In the right corner… 6 hour, 167°F Ribs
Cooking at traditional “low and slow” temperatures results in a traditional rib, with tender meat that comes off the bone in shreds. The results are like oven baked ribs, but they’re not as good as what you’d get from a true barbecue smoker. 1 Still, they’re good ribs, especially slathered with a layer of barbecue sauce and run under the broiler to crisp up. If you’re cooking for people who – ugh – boil their ribs to “tenderize” them before finishing on the grill, make these instead.
In the left corner…48 hour, 141°F Ribs
This is modernist cooking, using food science and precise temperatures. The long cooking time breaks down the collagen in the ribs, even at this low of a temperature, resulting in tender ribs, but the meat doesn’t dry out because of the low cooking temperature. These ribs are a revelation, with meat that slips right off the bone when you take a bite. It is perfectly tender, but still has a hint of pink and medium doneness. It is like biting into the most tender pork roast you’ve ever had.
The winner is…
Which do I prefer? The 48 hour ribs. I’m definitely going to make those again.
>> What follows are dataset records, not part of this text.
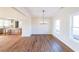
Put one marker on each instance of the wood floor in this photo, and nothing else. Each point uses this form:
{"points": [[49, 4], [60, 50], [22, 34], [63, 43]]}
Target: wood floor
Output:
{"points": [[35, 43]]}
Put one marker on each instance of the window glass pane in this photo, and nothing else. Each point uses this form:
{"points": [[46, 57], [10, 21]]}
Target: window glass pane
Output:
{"points": [[76, 21], [7, 23], [75, 27], [57, 25], [1, 23]]}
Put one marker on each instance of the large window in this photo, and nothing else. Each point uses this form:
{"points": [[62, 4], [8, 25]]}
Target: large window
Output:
{"points": [[58, 25], [5, 23], [75, 27]]}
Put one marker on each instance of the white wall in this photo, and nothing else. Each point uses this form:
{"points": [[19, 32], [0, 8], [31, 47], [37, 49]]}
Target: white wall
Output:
{"points": [[12, 13], [38, 28], [64, 35]]}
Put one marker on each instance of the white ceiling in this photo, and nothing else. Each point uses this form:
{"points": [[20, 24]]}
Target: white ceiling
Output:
{"points": [[37, 11]]}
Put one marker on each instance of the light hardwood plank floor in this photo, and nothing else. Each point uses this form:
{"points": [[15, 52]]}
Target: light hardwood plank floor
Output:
{"points": [[35, 43]]}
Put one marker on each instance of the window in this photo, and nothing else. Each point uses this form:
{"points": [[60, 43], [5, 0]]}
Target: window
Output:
{"points": [[57, 25], [5, 23], [75, 27]]}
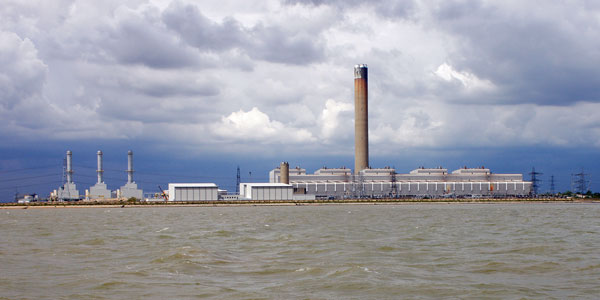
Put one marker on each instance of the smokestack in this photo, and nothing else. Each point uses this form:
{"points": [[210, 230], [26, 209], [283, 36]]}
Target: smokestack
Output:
{"points": [[69, 166], [130, 166], [284, 173], [361, 118], [100, 171]]}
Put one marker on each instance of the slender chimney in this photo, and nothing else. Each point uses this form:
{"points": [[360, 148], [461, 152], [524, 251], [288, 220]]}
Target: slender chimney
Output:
{"points": [[284, 173], [361, 118], [100, 171], [69, 166], [130, 166]]}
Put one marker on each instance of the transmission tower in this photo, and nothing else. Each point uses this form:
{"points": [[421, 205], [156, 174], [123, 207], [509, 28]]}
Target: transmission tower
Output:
{"points": [[237, 182], [535, 182], [580, 183]]}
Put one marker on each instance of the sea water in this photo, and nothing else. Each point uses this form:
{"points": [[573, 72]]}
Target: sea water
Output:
{"points": [[420, 251]]}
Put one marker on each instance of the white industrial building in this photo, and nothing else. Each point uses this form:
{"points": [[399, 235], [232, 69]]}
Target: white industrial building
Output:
{"points": [[193, 191], [376, 183], [266, 191]]}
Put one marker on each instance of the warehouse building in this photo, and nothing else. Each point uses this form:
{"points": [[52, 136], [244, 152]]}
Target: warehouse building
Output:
{"points": [[266, 191], [193, 191], [423, 182]]}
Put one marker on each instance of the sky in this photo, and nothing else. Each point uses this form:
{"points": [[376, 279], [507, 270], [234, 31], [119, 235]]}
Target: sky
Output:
{"points": [[197, 88]]}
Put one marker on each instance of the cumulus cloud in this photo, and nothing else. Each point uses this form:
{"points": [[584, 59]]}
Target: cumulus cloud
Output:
{"points": [[255, 125], [331, 122], [23, 73], [438, 71]]}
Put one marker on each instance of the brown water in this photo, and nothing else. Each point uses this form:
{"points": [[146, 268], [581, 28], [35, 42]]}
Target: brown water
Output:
{"points": [[491, 251]]}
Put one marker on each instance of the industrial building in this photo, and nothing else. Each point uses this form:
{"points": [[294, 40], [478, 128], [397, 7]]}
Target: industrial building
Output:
{"points": [[193, 191], [266, 191], [99, 190], [130, 190], [337, 183], [68, 191], [365, 181], [377, 183]]}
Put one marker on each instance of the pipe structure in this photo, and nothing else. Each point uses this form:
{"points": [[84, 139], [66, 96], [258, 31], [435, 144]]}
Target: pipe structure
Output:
{"points": [[69, 166], [361, 118], [130, 166], [284, 169], [100, 171]]}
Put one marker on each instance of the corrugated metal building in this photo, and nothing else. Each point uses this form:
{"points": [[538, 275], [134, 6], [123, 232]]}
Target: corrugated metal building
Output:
{"points": [[266, 191], [193, 191], [422, 182]]}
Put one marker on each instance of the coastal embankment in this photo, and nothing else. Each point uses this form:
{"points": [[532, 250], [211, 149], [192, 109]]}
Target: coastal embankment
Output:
{"points": [[388, 201]]}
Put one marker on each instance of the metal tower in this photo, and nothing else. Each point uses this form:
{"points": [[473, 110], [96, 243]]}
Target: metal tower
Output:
{"points": [[237, 182], [580, 183], [535, 182], [394, 186]]}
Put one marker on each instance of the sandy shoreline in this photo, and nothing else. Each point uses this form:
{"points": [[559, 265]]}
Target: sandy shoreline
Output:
{"points": [[290, 203]]}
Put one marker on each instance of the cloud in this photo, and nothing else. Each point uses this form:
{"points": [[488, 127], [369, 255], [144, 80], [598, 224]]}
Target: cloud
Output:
{"points": [[534, 54], [256, 126], [274, 43], [23, 73], [132, 69], [332, 125]]}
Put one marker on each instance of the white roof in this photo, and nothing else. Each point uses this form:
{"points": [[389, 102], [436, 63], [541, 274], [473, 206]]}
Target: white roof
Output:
{"points": [[207, 185], [268, 184]]}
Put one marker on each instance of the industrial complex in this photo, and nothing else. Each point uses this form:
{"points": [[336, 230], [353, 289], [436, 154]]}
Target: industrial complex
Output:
{"points": [[329, 183]]}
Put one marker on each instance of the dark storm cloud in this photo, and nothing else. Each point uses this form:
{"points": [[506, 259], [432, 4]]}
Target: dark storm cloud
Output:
{"points": [[162, 88], [543, 55], [22, 74], [276, 45], [137, 41], [262, 42], [386, 8], [201, 32]]}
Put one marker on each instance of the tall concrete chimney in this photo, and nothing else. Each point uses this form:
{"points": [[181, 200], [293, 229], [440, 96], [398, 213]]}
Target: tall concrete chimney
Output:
{"points": [[100, 171], [361, 118], [130, 166], [284, 173], [69, 166]]}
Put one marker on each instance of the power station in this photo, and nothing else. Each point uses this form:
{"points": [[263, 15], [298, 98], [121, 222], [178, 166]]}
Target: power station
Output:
{"points": [[365, 181], [337, 183]]}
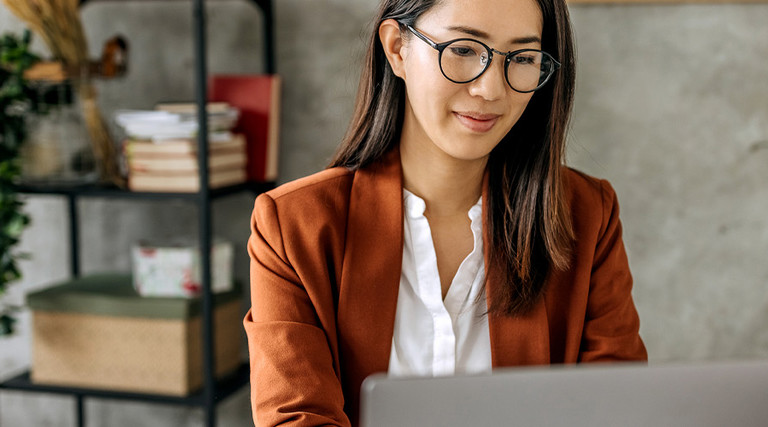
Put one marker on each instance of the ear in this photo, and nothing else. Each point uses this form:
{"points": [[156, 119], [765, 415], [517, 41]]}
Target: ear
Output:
{"points": [[392, 42]]}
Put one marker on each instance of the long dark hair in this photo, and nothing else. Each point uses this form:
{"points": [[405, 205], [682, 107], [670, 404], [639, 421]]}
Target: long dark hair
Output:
{"points": [[528, 226]]}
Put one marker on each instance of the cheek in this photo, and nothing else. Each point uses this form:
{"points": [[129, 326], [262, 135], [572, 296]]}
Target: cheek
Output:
{"points": [[518, 105]]}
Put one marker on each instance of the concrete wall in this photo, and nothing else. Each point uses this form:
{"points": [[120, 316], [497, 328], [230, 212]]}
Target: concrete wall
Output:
{"points": [[672, 108]]}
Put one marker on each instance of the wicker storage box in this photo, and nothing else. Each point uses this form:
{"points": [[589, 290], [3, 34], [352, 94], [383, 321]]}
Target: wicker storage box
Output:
{"points": [[97, 332]]}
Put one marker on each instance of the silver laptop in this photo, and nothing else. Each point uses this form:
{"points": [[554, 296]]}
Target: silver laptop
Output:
{"points": [[732, 394]]}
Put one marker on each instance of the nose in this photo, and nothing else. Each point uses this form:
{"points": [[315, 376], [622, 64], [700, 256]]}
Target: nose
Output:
{"points": [[492, 84]]}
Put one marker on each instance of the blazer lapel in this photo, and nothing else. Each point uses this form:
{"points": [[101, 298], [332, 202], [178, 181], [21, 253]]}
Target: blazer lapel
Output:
{"points": [[371, 268], [515, 340]]}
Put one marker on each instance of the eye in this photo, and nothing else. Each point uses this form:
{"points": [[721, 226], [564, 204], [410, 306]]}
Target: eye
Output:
{"points": [[464, 50], [525, 59]]}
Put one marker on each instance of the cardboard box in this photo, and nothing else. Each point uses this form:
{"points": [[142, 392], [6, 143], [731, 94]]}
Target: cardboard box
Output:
{"points": [[97, 332], [174, 271]]}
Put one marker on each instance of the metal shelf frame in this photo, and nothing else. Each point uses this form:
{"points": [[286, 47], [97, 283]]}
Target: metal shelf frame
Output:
{"points": [[213, 390]]}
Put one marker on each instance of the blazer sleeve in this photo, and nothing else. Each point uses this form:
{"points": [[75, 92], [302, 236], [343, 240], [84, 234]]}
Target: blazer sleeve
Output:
{"points": [[611, 328], [293, 380]]}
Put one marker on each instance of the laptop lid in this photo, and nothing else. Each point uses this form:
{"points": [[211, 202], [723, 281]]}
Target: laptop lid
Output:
{"points": [[679, 395]]}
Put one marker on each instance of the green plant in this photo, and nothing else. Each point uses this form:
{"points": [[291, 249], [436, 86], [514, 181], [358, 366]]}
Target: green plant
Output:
{"points": [[15, 104]]}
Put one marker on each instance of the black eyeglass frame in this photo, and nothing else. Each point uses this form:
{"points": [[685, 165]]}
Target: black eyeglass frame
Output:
{"points": [[440, 47]]}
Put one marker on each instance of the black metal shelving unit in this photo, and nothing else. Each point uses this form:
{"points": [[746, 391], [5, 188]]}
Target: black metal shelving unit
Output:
{"points": [[213, 390]]}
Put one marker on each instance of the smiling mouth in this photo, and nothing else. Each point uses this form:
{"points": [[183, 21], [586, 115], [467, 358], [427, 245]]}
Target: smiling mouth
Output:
{"points": [[477, 122]]}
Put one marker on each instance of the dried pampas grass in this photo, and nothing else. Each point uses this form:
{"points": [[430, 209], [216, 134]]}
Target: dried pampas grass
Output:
{"points": [[58, 23]]}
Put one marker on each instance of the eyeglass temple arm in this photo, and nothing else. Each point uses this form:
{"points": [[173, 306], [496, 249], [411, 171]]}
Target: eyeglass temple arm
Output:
{"points": [[421, 36]]}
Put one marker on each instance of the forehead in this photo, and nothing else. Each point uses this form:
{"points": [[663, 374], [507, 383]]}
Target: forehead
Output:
{"points": [[501, 19]]}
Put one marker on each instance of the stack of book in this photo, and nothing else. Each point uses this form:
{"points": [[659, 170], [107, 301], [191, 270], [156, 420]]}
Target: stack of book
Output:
{"points": [[161, 148]]}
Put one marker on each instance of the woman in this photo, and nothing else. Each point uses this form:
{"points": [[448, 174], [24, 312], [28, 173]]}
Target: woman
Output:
{"points": [[446, 237]]}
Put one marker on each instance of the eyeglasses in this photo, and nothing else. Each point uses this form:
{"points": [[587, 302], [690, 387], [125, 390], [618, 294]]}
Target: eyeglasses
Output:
{"points": [[464, 60]]}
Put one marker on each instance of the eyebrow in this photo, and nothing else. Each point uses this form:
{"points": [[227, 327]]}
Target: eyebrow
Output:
{"points": [[477, 33]]}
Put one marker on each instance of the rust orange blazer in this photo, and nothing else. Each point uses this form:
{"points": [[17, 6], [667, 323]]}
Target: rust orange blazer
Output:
{"points": [[326, 254]]}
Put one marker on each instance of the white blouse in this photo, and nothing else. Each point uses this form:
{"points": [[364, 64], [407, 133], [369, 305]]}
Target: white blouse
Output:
{"points": [[433, 337]]}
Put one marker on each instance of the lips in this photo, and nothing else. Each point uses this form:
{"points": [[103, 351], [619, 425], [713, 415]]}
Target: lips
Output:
{"points": [[477, 122]]}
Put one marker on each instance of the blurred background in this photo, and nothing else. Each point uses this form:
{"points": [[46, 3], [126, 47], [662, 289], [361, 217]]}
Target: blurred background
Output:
{"points": [[671, 107]]}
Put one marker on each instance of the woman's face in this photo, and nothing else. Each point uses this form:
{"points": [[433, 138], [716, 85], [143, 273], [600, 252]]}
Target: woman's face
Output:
{"points": [[466, 121]]}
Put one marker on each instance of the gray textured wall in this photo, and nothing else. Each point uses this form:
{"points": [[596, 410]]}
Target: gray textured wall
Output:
{"points": [[671, 107]]}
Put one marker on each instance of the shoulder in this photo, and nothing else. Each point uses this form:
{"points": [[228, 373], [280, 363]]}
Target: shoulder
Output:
{"points": [[313, 191], [306, 202]]}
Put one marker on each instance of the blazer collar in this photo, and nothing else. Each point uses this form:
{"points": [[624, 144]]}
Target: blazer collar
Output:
{"points": [[371, 276], [515, 340], [371, 268]]}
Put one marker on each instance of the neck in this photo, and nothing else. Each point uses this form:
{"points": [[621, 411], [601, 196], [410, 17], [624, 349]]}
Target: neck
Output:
{"points": [[448, 186]]}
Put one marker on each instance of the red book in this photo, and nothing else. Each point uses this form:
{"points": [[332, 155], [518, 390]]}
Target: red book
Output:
{"points": [[258, 99]]}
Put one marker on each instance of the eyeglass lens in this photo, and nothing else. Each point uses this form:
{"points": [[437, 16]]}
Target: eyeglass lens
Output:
{"points": [[464, 60]]}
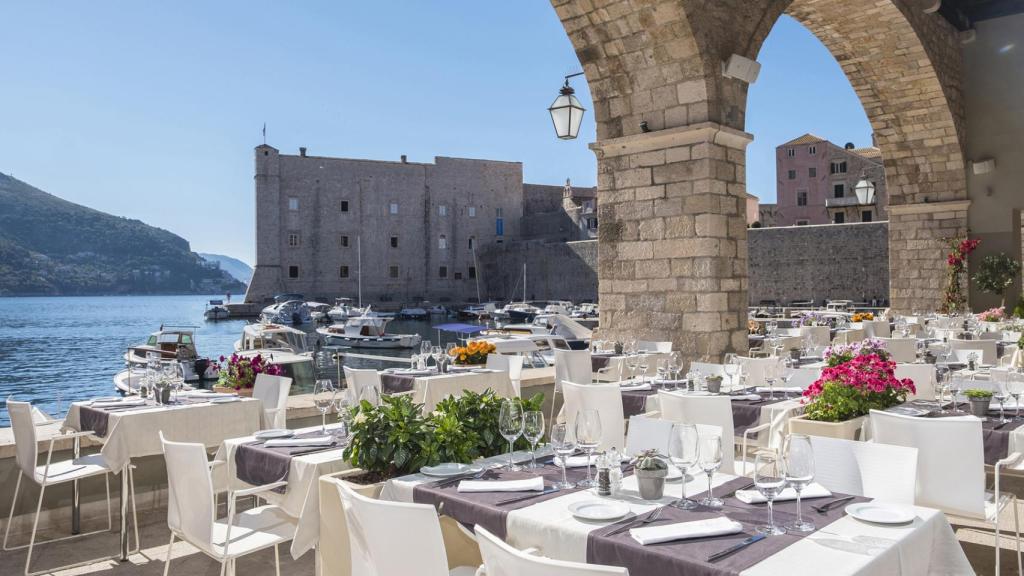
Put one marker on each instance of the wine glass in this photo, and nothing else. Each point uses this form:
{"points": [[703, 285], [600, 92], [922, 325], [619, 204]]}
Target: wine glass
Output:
{"points": [[324, 393], [710, 459], [683, 449], [799, 462], [769, 480], [563, 445], [532, 430], [510, 424], [588, 434]]}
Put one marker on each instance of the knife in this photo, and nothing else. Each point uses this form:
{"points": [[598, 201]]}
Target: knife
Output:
{"points": [[737, 547]]}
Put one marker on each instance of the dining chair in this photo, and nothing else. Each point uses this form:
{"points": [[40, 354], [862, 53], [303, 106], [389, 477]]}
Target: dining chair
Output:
{"points": [[372, 532], [272, 392], [360, 379], [882, 471], [192, 511], [951, 467], [502, 560], [607, 400], [54, 474], [508, 363]]}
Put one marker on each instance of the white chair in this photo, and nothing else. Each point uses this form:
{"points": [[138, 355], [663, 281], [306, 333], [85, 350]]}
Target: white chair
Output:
{"points": [[901, 350], [866, 468], [607, 400], [52, 474], [360, 379], [988, 348], [272, 392], [508, 363], [502, 560], [192, 511], [950, 467], [372, 531]]}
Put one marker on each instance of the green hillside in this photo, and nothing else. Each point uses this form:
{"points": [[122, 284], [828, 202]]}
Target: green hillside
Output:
{"points": [[49, 246]]}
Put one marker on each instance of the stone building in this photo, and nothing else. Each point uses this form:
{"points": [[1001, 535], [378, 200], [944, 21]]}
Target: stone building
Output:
{"points": [[816, 182], [396, 232]]}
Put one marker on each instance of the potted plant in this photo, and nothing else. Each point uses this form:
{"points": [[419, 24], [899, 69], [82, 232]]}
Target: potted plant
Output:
{"points": [[980, 401], [650, 469]]}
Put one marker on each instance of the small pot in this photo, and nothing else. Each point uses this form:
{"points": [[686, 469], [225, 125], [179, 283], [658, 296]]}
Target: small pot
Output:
{"points": [[979, 406], [651, 483]]}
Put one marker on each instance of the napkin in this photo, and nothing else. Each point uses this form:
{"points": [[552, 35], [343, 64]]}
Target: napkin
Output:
{"points": [[685, 530], [535, 484], [811, 491], [315, 441]]}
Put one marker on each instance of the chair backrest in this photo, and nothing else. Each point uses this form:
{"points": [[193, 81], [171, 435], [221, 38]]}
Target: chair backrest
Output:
{"points": [[372, 530], [572, 366], [866, 468], [358, 379], [901, 350], [950, 458], [710, 410], [26, 443], [272, 392], [502, 560], [607, 400], [189, 492]]}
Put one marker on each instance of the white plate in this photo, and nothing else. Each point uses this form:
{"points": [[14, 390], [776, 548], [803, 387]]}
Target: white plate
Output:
{"points": [[877, 512], [273, 433], [599, 509], [445, 469]]}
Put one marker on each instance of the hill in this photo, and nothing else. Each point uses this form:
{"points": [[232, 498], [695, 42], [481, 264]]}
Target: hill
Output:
{"points": [[49, 246]]}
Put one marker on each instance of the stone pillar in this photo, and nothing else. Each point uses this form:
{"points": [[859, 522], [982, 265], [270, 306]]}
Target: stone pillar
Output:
{"points": [[672, 244], [918, 251]]}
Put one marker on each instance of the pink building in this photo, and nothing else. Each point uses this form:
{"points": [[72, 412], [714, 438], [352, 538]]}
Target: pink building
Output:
{"points": [[817, 183]]}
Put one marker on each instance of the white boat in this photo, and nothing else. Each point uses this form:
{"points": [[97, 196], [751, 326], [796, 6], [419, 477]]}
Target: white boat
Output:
{"points": [[367, 332]]}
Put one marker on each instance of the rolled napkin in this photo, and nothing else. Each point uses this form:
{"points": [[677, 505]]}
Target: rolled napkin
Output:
{"points": [[535, 484], [685, 530], [291, 442], [811, 491]]}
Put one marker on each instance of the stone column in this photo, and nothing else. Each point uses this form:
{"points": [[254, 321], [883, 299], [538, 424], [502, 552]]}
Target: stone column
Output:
{"points": [[672, 244]]}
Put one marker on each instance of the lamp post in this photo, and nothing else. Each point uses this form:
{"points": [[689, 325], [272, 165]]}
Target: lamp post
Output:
{"points": [[566, 112]]}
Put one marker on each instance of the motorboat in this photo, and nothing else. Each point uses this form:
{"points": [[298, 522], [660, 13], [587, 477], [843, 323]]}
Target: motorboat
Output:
{"points": [[368, 331], [215, 310]]}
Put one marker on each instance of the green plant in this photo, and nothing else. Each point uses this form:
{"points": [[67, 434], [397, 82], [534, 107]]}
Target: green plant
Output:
{"points": [[995, 274]]}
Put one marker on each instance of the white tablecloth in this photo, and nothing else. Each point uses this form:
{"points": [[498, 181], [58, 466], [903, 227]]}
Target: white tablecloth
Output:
{"points": [[135, 433], [301, 498]]}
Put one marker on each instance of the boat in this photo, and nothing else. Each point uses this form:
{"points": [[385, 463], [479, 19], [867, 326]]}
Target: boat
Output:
{"points": [[215, 310], [368, 331]]}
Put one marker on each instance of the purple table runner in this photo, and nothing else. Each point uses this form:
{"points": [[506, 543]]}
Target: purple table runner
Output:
{"points": [[688, 557]]}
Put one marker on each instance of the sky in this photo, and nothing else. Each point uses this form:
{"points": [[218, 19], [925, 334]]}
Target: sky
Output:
{"points": [[152, 110]]}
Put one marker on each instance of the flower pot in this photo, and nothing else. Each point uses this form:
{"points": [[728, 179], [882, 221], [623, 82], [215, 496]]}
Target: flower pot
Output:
{"points": [[651, 483], [847, 429]]}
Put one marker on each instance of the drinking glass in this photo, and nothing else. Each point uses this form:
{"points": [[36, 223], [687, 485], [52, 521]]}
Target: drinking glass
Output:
{"points": [[799, 462], [510, 424], [710, 459], [324, 394], [769, 480], [564, 446], [588, 433], [532, 430], [683, 451]]}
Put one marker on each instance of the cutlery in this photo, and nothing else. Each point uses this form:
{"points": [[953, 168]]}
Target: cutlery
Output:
{"points": [[829, 505], [735, 548]]}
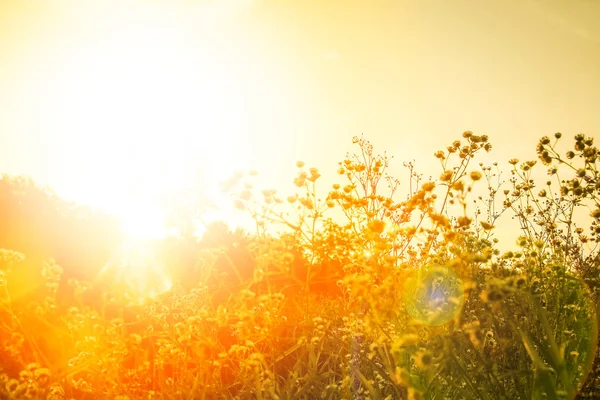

The 6 hour ribs are a good, not great version of traditional ribs. I’d rather fire up my grill and get a good dose of smoke and some bite to the outside of the ribs. The 48 hour ribs are something completely different, and worth their own cooking technique.
I do think 6 hour ribs have their place. Sometimes life gets in the way, and dinner is about getting good food on the table instead of searching for the perfect meal. A bag of ribs in the freezer means I’m ready to go – I can drop them in the sous vide at lunchtime and get back to work. Then I have tender ribs ready any time I need them, between 6PM and 9PM; cut open the bag, brush with sauce, run the ribs under the broiler for a couple of minutes, and I have a minimal effort dinner. 2
- Owning multiple sous vide units comes in handy when I’m doing tests like this. And, I have to say, I really like the SousVide Supreme unit for multi-day cooking. The insulated, one piece body with a lid holds on to heat better than my other units, and I don’t have to worry about evaporation.
What do you think?
Questions? Other ideas? Leave them in the comments section below.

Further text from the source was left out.